Thing is, I've done the code and tried it. 问题是,我已经完成了代码并进行了尝试。 It works, but that isn't the answer to the question. 它有效,但这不是问题的答案。 Getting the characters from the links and putting them together doesn't work. 从链接中获取字符并将它们放在一起是行不通的。 I've tried many things and I am still working it out myself. 我已经尝试了很多事情,但我仍在自己解决。 My advice, work it out yourself. 我的建议,自己解决。 It's a lot more rewarding and will probably help for future parts of the competition. 这会带来更多收益,并且可能会在未来的比赛中有所帮助。 Also, if you ever think about removing all of the 'a's from the code, that doesn't work either. 另外,如果您曾经考虑从代码中删除所有的'a',那也不起作用。 I tried. 我试过了。

To answer your stack overflow question, here is the code (you need to install the 'requests' python modeule first): 要回答您的堆栈溢出问题,下面是代码(您需要首先安装“ requests” python模式):

import requests
page1 = "https://assess.joincyberdiscovery.com/challenge-files/clock-pt1?verify=4VjvSgWQQ8yhhiYD9cePtg%3D%3D"
page1_content = requests.get(page1)
page1text = page1_content.text

page2 = "https://assess.joincyberdiscovery.com/challenge-files/clock-pt2?verify=4VjvSgWQQ8yhhiYD9cePtg%3D%3D"
page2_content = requests.get(page2)
page2text = page2_content.text

page3 = "https://assess.joincyberdiscovery.com/challenge-files/clock-pt3?verify=4VjvSgWQQ8yhhiYD9cePtg%3D%3D"
page3_content = requests.get(page3)
page3text = page3_content.text

page4 = "https://assess.joincyberdiscovery.com/challenge-files/clock-pt4?verify=4VjvSgWQQ8yhhiYD9cePtg%3D%3D"
page4_content = requests.get(page4)
page4text = page4_content.text

page5 = "https://assess.joincyberdiscovery.com/challenge-files/clock-pt5?verify=4VjvSgWQQ8yhhiYD9cePtg%3D%3D"
page5_content = requests.get(page5)
page5text = page5_content.text

print(page1text + page2text + page3text + page4text + page5text)

But this method doesn't answer challenge 14. 但是这种方法不能解决挑战14。

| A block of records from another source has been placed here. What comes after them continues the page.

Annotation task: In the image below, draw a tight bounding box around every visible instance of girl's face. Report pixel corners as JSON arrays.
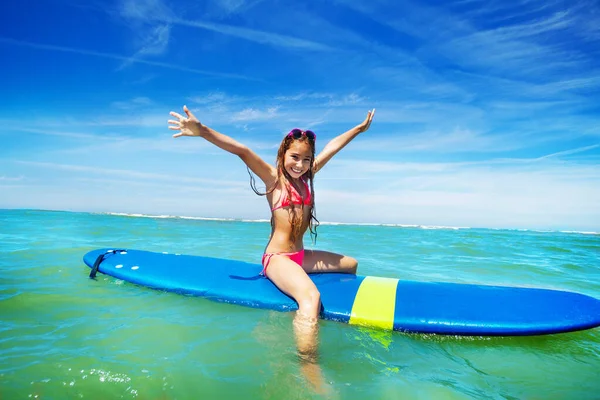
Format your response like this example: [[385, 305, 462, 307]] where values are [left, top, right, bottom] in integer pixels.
[[284, 141, 312, 179]]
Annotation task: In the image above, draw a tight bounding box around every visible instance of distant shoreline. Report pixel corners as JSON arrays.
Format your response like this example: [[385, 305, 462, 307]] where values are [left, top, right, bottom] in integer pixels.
[[2, 208, 598, 236]]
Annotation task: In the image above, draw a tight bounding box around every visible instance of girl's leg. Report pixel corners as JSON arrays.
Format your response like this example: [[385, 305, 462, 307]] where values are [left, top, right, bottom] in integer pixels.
[[264, 255, 326, 392], [302, 249, 358, 274], [265, 255, 322, 320]]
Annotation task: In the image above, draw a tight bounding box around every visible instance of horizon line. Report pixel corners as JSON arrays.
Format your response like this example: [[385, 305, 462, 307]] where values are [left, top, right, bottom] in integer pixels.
[[1, 207, 597, 235]]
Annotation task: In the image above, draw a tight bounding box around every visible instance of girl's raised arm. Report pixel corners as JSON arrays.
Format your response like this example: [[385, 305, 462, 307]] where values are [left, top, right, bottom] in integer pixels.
[[313, 109, 375, 174], [169, 105, 276, 186]]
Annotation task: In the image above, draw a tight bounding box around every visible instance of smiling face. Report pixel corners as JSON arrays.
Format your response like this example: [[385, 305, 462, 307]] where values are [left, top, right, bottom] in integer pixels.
[[283, 141, 313, 179]]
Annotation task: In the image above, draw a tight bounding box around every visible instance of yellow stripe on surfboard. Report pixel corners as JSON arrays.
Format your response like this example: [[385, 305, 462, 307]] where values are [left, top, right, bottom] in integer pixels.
[[349, 276, 399, 330]]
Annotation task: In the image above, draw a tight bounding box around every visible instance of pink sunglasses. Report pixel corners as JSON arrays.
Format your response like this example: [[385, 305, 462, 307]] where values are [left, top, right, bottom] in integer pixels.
[[287, 128, 316, 141]]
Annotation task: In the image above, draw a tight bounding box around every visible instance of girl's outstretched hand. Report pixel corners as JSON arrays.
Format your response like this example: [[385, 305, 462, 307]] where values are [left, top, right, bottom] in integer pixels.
[[169, 105, 205, 138], [358, 109, 375, 133]]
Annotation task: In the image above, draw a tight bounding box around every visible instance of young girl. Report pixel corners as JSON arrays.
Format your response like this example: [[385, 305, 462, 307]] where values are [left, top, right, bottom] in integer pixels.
[[168, 105, 375, 390]]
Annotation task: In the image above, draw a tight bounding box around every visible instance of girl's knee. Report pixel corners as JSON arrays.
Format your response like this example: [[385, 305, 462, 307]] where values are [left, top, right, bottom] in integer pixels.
[[297, 288, 321, 316], [346, 256, 358, 274]]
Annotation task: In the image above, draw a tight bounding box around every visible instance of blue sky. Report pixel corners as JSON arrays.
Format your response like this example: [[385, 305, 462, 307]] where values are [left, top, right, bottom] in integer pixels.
[[1, 0, 599, 231]]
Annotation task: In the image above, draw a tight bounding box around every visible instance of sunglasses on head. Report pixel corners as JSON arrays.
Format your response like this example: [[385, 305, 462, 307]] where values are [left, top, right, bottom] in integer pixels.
[[287, 128, 316, 141]]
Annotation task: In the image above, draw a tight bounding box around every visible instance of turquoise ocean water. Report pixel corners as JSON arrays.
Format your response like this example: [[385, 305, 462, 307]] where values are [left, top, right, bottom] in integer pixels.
[[1, 209, 599, 399]]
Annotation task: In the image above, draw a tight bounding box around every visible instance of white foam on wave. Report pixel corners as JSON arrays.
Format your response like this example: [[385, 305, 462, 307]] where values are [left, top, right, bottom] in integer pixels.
[[382, 223, 420, 228], [240, 218, 271, 223], [98, 211, 596, 234], [102, 211, 471, 229], [492, 227, 599, 235], [560, 230, 599, 235], [179, 215, 236, 221], [100, 212, 472, 230], [101, 212, 236, 222], [320, 221, 379, 226], [419, 225, 468, 230]]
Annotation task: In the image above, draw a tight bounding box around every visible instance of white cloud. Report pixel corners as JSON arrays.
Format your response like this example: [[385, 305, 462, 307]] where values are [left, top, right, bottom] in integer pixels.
[[116, 0, 333, 51], [0, 175, 24, 181], [14, 160, 246, 188], [166, 16, 333, 51], [117, 0, 175, 69], [231, 107, 279, 122], [461, 0, 559, 23], [188, 92, 232, 105], [533, 144, 600, 160], [349, 127, 518, 154], [118, 24, 171, 70], [313, 156, 600, 229], [208, 0, 266, 17], [110, 97, 154, 110], [327, 93, 367, 106], [275, 92, 334, 102], [6, 127, 117, 140], [0, 37, 251, 79], [119, 0, 175, 21]]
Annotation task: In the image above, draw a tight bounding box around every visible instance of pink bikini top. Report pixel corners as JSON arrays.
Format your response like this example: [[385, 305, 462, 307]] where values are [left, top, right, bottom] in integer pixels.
[[271, 179, 312, 211]]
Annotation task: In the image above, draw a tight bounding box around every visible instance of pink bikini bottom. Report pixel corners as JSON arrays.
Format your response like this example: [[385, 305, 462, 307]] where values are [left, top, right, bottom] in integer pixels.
[[261, 249, 305, 276]]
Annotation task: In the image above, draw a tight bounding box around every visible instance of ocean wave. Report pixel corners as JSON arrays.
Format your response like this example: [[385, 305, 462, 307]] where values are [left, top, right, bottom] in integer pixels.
[[418, 225, 469, 230], [99, 212, 472, 230], [560, 230, 599, 235], [95, 212, 598, 234], [100, 212, 237, 221]]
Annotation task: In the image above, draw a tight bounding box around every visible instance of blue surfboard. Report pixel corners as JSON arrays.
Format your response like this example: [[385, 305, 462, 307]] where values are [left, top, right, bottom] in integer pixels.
[[83, 248, 600, 336]]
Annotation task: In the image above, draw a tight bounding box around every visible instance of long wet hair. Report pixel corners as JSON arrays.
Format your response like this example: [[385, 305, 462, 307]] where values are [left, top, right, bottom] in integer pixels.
[[248, 134, 319, 244]]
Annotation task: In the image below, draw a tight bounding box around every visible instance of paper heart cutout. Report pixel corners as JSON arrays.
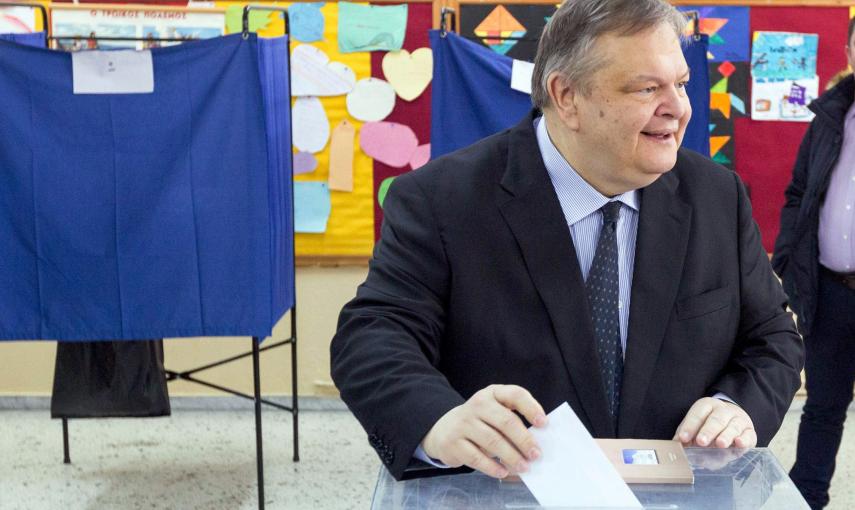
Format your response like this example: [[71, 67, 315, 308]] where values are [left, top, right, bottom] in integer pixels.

I have done something very similar with just as poor results at the end. 我做了一些非常相似的事情,但结果却很糟糕。 I did, however, leave this running for a while and notice that the clock follow a pattern. 但是,我确实将其运行了一段时间,并注意到时钟遵循一种模式。 Some time ago the clock read all as "aaaaaaaaaaaaaaa" then "aBaa1aafaa2aa3a" and "aDaafaaHaajaala". 前段时间的时钟读为“ aaaaaaaaaaaaaaaaaaa”,然后分别是“ aBaa1aafaa2aa3a”和“ aDaafaaHaajaala”。 I'm going to wait for a full list and try suggesting the next clock sequence in the final URL. 我将等待完整的列表,并尝试在最终URL中建议下一个时钟序列。 I'll get back to you if this works, just something to think about. 如果可行,我会尽快与您联系,请您考虑一下。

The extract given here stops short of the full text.